The messaging company bought by Facebook for $19 billion in
a deal announced on Wednesday has become a global force, with
450 million customers who find it an easy way to send messages
across borders and between different brands of mobile devices.
Founder and Chief Executive Officer Jan Koum, 37, grew up
mostly in the Ukraine, and moved to Mountain View, California,
as a teenager, an immigrant path reminiscent of other Silicon
Valley successes such as Max Levchin, the Ukrainian-born
co-founder of Paypal, and Google's Russian-born co-founder,
Like technology titans Bill Gates and Mark Zuckerberg, Koum
dropped out of college, but in his case, it was San Jose State
rather than Harvard.
Koum's eastern European background was key to WhatsApp's
creation, according to Jim Goetz, the partner at Sequoia Capital
who backed the company.
Unlike companies such as Google and Facebook, which
try to learn as much as possible about each user, WhatsApp does
not collect personal information such as name, gender, or age,
Goetz wrote in a blog post, and messages are deleted from
servers once delivered.
"It's a decidedly contrarian approach shaped by Jan's
experience growing up in a communist country with a secret
police," Goetz wrote. "Jan's childhood made him appreciate
communication that was not bugged or taped."

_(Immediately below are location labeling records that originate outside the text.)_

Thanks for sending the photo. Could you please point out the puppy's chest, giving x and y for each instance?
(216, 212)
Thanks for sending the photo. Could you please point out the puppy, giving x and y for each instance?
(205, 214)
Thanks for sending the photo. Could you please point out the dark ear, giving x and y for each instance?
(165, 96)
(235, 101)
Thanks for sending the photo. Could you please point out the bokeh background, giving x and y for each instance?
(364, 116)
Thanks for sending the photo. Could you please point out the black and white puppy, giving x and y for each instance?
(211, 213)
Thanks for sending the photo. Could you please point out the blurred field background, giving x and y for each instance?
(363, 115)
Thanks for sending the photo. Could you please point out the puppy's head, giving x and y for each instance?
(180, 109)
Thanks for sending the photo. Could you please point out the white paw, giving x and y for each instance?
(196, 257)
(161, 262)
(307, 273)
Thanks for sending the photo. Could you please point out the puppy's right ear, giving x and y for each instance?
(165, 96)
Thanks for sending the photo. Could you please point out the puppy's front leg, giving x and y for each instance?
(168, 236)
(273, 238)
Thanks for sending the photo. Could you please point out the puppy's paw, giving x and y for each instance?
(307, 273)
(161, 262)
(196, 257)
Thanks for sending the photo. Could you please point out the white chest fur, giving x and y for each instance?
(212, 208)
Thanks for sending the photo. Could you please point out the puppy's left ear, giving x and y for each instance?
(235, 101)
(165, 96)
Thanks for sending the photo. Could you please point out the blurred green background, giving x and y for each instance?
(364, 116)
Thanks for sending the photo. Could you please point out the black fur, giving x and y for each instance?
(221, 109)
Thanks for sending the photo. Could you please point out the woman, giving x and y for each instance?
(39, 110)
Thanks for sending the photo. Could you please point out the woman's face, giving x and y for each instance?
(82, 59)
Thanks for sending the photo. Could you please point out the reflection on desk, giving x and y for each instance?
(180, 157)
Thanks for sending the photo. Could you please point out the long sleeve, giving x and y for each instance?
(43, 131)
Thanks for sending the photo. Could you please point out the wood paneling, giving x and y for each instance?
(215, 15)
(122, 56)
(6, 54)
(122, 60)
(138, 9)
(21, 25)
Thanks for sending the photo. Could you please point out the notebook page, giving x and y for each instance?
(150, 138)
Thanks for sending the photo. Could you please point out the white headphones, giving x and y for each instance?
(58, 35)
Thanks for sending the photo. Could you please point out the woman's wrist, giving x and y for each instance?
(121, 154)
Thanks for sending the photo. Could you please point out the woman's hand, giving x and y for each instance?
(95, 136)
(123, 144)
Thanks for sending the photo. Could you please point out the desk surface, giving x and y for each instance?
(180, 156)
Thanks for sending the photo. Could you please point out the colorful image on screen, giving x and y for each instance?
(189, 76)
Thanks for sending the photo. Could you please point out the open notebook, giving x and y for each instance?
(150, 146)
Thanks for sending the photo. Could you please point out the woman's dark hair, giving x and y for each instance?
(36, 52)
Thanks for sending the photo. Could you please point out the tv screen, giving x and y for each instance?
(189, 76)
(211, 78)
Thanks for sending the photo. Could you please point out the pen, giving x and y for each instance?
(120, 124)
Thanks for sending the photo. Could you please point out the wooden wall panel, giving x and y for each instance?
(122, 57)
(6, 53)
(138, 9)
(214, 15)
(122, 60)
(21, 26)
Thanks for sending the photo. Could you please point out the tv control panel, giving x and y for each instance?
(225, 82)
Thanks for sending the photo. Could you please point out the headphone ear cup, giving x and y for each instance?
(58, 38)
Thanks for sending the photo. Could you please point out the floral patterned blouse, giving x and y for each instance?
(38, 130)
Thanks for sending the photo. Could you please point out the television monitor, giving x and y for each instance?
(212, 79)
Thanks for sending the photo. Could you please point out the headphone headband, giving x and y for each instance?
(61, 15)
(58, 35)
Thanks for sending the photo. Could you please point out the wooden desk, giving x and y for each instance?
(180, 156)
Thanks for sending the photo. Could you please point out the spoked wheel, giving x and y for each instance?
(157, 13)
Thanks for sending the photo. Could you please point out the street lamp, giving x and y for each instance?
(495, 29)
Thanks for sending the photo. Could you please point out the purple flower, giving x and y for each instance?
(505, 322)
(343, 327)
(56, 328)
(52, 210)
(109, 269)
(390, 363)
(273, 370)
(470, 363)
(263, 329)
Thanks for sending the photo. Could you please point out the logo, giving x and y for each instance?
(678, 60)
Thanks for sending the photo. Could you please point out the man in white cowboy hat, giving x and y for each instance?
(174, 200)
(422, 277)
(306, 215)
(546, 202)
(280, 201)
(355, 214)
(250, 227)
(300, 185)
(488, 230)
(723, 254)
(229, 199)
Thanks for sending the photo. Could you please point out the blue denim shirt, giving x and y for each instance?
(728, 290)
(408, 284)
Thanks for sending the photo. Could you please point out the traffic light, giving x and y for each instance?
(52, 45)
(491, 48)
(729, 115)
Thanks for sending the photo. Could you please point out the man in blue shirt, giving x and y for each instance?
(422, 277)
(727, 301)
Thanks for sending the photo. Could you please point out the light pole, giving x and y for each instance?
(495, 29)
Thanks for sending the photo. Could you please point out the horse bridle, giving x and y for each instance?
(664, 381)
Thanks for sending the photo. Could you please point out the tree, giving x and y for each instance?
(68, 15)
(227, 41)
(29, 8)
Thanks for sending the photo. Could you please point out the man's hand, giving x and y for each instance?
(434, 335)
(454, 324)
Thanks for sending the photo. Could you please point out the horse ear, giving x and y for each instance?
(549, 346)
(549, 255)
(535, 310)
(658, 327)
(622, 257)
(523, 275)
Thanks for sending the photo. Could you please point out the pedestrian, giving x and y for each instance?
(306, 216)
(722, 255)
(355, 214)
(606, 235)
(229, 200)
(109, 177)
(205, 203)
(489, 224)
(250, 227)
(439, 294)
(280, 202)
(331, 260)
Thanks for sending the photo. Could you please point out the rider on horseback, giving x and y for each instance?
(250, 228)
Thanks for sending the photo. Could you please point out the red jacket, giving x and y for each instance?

Similarly, Brin's early childhood in Russia contributed to
its "Don't Be Evil" motto.
Koum's view was evident in a tweet he wrote last year about
Iran and Turkmenistan blocking WhatsApp.
"When government gets in the way, consumers and freedom to
communicate suffers," he wrote.
He also sees advertising as an imposition.
"When advertising is involved, you the user are the
product," Koum wrote in a 2012 blog post, disparaging the effort
other companies make to collect personal data. That same year,
he quoted singer Kanye West in a tweet, writing, "You think you
free but you a slave to the funds, baby."
WhatsApp charges 99 cents a year, and that bargain-basement
approach extends to the WhatsApp's original office, according to
Yoav Leitersdorf of YL Ventures, who visited in 2010 in an
attempt to invest in the young company. He's still impressed by
both the founders and what he saw.
"It was like a car dealership with no cars inside and hardly
any furniture at all for that matter," Leitersdorf recalled. "I
remember parking my car and walking around the building for
about five minutes or more, looking for the office door." The
office contained a handful of desks atop a stained wall-to-wall
carpet, he said.
At the time, Koum mentioned that many of the engineers
worked remotely; today he provides recommendations for some on
his LinkedIn page.
Last month, as the crisis in his home country of Ukraine
escalated, Koum posted photos of revolutionaries and tweeted
"praying for peace and quick resolution to the crisis #ukraine
He also has given a shout-out or two to his adopted country.
"WhatsApp Messenger," he tweeted last year. "Made in USA. Land
of the free and the home of the brave."